We had one of those pipelines not too long ago. Nothing exotic, no shiny research project, just a normal piece of applied machine learning. Some structured fields, some text, a few values that were technically optional but in practice missing exactly when they would have been useful, and a model that did more or less what we asked of it, provided we did not ask for too much. In other words, a very normal ML system, which means it was held together by statistics, glue code, and the collective hope that nobody would change the input format again.

Then, as these things tend to happen these days, somebody suggested putting an LLM in front of it.

Not instead of it, mind you. Just in front of it. As a helper. As a civilized little preprocessing assistant that would take the messy bits, especially the text, and turn them into something our existing model could digest without immediately developing opinions about random whitespace and half-finished sentences. And on paper, that sounded almost suspiciously reasonable, which is always the moment when I become nervous, because in software anything that sounds too reasonable is usually hiding three months of nonsense behind a friendly diagram.

The first experiments were, annoyingly, quite good. We had text fields that people had been trying to tame with rules, regexes, and a level of optimism that should probably be regulated, and the LLM just looked at them and extracted structure in a way that felt almost rude. Intent categories suddenly made sense, descriptions that had previously required a small archaeological expedition could be normalised into something consistent enough to use, and all the ugly language that humans produce when they are in a hurry, annoyed, or both, stopped looking like noise and started looking like usable signal. That is the part people like to show in slide decks, because it is real and it is impressive: you can take a system that was struggling with messy inputs and, with relatively little effort, give it better features than the team would have produced by hand in the same time. Traditional ML absolutely loves that, because traditional ML does not care where your features came from as long as they are useful and do not fall apart the moment somebody writes “cant log in” instead of “cannot login”.

But of course that is not where the story ends, because if it ended there we would all be living in LinkedIn posts by now, and I refuse to believe reality is that cruel.

The first thing the LLM changed was not the model quality. It changed our speed. That turned out to matter much more.
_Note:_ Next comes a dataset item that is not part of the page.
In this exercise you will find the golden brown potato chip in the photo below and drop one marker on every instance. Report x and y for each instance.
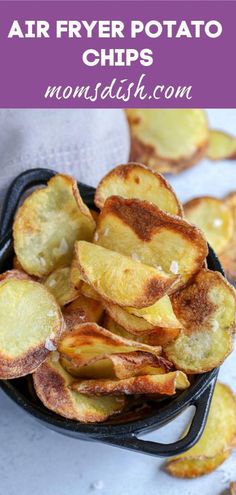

Before, every new idea about feature extraction meant writing code, fitting it into a pipeline, waiting for a run, finding out that the idea was mediocre, and then pretending that this had at least been a valuable learning experience. With an LLM in the loop, a lot of that turned into experimentation at conversational speed. We could ask for candidate labels, summarized fields, normalized categories, rough confidence buckets, little bits of structure that would previously have been too annoying to build “just to try it”. That shifts the economics of iteration completely. You stop protecting every hypothesis as if it were a family heirloom and start trying ten things because trying them is suddenly cheap. It is a very real advantage, and it is probably the biggest one. Not because the LLM is magical, but because many ML teams spend an absurd amount of time wrestling raw material into a shape that a model can tolerate. If you reduce that friction, the whole system gets faster. It is worth noticing where that friction actually lived, though. None of those gains came from putting the LLM inside the model. They came from putting it upstream of the model, in the slow, messy, design-time part of the work, the part that happens long before any production system has woken up and started caring.

Unfortunately, faster is not the same thing as better, and this is where the AI marketing brochures usually develop a mysterious cough and change the subject.

Because the other thing the LLM gave us was a whole new class of failure modes. Before, if a preprocessing step was wrong, it was often gloriously wrong. A parser crashed. A rule misfired. A field was empty when it should not have...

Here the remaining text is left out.